Today, at 54, Nasuti coordinates a South Jersey support group for others who, like her, thought polio had been relegated to the pages of medical history books. She joined several hundred polio survivors yesterday for the annual conference of the New Jersey Polio Network at the Ocean Place Hilton in Long Branch.

They moved around the hotel lobby on scooters, in wheelchairs, with leg braces - contraptions most of them had put away more than four decades ago, if they had needed them at all. The crowd of 40- to 90-year-olds came to recruit members for local support groups, to hear about the latest drugs and therapies, and to learn how others - in varying stages of disability - are coping with the ghost of a dead disease.

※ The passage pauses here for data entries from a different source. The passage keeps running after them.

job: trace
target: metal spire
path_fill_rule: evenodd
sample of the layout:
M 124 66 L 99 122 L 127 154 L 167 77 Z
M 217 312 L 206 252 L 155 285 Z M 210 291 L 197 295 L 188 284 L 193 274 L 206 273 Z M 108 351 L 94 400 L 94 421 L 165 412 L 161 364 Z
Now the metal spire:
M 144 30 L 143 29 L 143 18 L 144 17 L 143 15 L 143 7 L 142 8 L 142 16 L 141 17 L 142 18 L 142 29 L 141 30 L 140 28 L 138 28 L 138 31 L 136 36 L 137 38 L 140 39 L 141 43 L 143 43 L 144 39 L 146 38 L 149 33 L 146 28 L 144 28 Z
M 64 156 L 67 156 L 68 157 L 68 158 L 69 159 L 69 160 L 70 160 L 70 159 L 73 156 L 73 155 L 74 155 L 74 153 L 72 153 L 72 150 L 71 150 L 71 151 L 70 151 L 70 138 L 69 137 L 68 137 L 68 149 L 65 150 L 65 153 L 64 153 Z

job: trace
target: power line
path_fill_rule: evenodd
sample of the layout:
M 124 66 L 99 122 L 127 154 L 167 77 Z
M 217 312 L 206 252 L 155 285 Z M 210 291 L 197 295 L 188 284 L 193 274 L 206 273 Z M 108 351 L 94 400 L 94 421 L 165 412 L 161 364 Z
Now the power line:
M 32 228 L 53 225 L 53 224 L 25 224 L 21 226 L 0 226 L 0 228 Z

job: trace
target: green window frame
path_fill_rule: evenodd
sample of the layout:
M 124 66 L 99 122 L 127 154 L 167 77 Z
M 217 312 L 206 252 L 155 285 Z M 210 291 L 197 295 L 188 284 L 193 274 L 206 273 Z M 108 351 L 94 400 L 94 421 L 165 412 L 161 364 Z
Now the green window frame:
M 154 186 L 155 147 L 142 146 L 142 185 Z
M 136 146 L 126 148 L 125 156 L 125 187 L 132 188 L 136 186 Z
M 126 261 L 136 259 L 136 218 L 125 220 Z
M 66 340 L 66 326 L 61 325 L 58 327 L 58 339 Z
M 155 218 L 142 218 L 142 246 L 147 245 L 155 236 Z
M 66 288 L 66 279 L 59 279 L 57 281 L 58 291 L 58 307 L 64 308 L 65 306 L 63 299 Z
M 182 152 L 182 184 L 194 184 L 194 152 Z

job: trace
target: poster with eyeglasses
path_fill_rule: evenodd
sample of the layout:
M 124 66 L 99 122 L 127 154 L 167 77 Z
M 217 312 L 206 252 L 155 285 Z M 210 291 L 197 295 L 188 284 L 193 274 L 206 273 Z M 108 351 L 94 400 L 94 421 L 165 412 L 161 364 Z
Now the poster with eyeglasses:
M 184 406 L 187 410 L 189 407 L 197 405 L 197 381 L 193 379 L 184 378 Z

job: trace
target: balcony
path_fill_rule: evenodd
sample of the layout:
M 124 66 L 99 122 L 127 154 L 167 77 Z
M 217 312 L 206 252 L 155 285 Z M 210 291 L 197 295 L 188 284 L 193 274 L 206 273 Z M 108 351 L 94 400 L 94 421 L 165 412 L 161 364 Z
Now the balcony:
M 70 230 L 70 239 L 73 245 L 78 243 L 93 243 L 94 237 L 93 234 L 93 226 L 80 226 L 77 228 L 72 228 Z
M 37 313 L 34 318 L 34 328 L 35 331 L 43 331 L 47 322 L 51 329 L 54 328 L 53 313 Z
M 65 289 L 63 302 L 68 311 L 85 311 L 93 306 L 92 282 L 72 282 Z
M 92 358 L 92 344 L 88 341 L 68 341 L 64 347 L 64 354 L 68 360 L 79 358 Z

* Though polio is still active in other parts of the world, most people believed it had met its match in America with the Salk vaccine of 1954.

The vaccine, and a later version in sugar cubes, was doled out to schoolchildren. It rendered the virus - which attacks muscle nerves - impotent. But not before the disease had killed thousands of people and left many others fully or partially paralyzed.

Thousands of survivors - most notably President Franklin Delano Roosevelt - managed to overcome the effects of polio, working through the paralysis with aggressive exercise and physical therapy.

In the last decade, however, many started to notice problems again: muscle weakness. Fatigue. Pain. Trouble breathing and swallowing.